Ambulatory livestock with a broken leg should be driven as little as possible to prevent inhumane handling during ante-mortem inspection. If the animal is passed for slaughter, it should be handled as humanely as possible while moving to the stunning area. In some cases, it might be appropriate for the establishment to stun the animal in the pen area to minimize discomfort, rather than forcing it to walk to the stunning area.
Q. Are downer cattle allowed to enter the food supply?
A. On July 13, 2007 FSIS issued the final rule "Prohibition of the Use of Specified Risk Materials for Human Food and Requirements for the Disposition of Non-Ambulatory Disabled Cattle."

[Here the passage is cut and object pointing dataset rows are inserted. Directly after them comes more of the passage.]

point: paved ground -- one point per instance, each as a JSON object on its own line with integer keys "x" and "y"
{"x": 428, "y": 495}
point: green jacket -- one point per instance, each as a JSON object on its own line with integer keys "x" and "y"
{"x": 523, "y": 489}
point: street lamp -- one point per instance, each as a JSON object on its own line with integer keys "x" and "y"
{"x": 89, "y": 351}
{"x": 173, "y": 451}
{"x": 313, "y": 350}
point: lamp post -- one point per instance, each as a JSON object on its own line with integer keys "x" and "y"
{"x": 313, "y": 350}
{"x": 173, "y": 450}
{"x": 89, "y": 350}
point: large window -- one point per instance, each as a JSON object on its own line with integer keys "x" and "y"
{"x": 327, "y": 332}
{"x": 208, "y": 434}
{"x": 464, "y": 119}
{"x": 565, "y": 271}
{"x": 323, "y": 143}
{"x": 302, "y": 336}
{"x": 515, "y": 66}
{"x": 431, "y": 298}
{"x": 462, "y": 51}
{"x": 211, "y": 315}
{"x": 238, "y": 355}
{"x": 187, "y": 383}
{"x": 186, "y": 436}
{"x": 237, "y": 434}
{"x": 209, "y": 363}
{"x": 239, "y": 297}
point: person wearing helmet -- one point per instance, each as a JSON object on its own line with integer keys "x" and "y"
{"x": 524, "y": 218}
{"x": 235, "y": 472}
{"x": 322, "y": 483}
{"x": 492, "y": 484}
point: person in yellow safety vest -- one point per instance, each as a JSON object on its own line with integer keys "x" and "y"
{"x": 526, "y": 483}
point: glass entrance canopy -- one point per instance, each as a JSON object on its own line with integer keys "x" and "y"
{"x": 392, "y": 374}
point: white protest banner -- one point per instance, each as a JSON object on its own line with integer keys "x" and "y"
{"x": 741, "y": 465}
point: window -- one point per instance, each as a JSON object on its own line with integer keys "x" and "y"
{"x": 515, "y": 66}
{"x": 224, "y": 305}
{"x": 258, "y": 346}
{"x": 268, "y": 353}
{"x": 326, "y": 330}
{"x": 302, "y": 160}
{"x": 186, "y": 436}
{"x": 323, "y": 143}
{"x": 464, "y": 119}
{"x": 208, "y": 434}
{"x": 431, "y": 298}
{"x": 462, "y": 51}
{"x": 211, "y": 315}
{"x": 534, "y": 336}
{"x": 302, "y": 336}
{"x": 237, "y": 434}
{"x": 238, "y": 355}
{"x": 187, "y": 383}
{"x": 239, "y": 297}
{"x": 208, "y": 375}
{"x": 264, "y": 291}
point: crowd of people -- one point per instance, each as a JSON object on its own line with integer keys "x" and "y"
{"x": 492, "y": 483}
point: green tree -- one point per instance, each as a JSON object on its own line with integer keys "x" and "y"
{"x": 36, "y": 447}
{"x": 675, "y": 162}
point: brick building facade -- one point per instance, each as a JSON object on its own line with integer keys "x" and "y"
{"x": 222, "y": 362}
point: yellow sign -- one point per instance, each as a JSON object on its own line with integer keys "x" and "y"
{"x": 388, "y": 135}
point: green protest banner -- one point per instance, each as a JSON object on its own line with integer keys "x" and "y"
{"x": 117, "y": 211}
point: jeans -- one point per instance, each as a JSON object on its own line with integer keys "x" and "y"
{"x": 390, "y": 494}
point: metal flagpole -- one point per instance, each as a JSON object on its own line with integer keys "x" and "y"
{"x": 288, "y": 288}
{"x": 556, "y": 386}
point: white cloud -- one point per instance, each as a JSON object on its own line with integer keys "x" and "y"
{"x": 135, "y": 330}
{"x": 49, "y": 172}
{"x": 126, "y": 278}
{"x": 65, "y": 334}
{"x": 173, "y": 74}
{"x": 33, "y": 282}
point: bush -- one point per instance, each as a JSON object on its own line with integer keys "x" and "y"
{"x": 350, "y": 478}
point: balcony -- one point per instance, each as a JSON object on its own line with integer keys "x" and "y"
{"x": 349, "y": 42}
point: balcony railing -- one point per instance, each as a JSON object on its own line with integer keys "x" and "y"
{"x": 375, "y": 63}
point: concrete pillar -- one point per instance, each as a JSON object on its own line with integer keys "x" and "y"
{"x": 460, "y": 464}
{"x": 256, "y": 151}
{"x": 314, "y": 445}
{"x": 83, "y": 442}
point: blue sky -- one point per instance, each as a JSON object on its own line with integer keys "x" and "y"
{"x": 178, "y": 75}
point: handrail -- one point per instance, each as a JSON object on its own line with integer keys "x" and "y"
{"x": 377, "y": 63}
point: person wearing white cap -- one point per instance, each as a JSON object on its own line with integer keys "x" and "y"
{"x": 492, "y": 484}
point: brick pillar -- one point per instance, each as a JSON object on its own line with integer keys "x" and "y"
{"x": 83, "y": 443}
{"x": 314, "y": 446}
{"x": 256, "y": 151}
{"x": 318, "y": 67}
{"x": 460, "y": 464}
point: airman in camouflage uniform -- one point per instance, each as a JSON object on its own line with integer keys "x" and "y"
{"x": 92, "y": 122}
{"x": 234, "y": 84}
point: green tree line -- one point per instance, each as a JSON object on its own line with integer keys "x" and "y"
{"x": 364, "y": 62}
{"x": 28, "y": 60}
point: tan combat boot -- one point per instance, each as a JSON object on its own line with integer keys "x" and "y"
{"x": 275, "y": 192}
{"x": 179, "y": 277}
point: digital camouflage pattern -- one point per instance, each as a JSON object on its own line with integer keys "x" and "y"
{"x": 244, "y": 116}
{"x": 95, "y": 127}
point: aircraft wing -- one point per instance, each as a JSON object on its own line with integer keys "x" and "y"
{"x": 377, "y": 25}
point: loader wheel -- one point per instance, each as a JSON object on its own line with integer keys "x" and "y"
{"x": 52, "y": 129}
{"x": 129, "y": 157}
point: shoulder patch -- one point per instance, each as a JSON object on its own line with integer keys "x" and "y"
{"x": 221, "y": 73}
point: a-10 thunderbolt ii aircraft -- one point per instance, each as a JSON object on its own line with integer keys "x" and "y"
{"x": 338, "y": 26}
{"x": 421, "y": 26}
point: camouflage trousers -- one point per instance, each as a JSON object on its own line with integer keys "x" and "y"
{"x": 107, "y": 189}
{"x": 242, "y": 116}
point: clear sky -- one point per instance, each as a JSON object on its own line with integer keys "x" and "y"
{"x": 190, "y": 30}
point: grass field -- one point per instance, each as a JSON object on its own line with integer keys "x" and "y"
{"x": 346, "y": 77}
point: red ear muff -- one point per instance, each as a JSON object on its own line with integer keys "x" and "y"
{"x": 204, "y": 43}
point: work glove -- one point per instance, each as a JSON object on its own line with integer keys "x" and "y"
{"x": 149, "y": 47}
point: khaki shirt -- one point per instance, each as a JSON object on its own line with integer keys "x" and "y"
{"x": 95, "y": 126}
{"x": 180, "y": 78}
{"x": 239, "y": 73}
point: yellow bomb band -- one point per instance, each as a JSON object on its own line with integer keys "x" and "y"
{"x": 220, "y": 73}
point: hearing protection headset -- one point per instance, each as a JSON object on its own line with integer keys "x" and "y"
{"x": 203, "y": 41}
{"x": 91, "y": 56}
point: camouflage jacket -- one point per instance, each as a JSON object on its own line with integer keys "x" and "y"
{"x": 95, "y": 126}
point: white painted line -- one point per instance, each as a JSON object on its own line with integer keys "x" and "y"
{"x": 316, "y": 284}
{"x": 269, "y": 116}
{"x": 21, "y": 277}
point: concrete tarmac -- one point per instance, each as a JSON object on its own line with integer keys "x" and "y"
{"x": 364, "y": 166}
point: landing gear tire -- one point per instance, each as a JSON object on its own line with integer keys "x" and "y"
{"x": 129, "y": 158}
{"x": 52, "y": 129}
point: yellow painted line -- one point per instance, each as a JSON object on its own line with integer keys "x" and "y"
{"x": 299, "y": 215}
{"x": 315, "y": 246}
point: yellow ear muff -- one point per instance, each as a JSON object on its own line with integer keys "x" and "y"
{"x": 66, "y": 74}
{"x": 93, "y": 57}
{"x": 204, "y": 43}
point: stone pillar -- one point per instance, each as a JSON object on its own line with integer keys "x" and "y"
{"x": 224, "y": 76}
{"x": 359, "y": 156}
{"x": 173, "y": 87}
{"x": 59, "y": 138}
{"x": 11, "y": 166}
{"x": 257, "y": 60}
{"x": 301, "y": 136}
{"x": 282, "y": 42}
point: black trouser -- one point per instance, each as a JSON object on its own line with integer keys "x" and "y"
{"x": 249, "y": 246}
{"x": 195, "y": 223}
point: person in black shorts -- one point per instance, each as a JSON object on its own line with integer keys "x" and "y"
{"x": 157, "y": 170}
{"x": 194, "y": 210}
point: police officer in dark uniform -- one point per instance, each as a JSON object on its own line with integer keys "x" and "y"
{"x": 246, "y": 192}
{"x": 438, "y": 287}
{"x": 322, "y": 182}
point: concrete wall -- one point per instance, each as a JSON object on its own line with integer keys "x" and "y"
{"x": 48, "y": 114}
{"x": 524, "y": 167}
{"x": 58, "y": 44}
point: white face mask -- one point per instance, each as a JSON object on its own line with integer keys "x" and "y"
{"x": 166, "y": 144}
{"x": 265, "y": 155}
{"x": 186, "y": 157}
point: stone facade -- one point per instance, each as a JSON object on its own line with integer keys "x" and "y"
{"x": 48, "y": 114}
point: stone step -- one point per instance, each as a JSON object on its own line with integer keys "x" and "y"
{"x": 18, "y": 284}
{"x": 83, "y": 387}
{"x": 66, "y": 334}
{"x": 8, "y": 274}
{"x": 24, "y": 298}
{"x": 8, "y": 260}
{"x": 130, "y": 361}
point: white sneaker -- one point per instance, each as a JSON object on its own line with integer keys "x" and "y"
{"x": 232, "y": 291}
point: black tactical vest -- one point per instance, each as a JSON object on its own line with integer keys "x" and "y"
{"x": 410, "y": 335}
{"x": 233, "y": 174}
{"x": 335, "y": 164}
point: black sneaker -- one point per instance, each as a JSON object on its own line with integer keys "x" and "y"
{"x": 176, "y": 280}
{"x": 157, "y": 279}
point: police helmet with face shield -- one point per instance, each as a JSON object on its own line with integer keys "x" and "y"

This rule requires that a case by case disposition must be made by an FSIS Public Health Veterinarian for every animal that becomes non-ambulatory disabled after passing ante-mortem inspection.
If the Public Health Veterinarian determined that the animals had sustained an acute injury, then it would have been passed and eligible for processing. If the disposition was found to be a chronic condition, then the animal would be condemned and therefore considered unfit for food.
The prohibition of downer cattle from entering the food supply is only one measure in an interlocking system of controls the federal government has in place to protect the food supply.
Other BSE measures include the feed ban that prohibits feeding ruminant protein to other ruminants, an ongoing BSE surveillance program and the required removal of specified risk materials.
FSIS requires the removal of specified risk materials (SRM) from entering the food supply. According to scientific evidence, the tissues containing the infectious agent that causes bovine spongiform encephalopathy (BSE) are the brain, spinal cord, and distal ileum (small intestine), which are removed from the rest of the carcass at slaughter. Therefore, the meat products are not be expected to be infected or have an adverse public health impact.
FSIS line inspectors are stationed at designated points along the production line where they are able to directly observe SRM removal activities.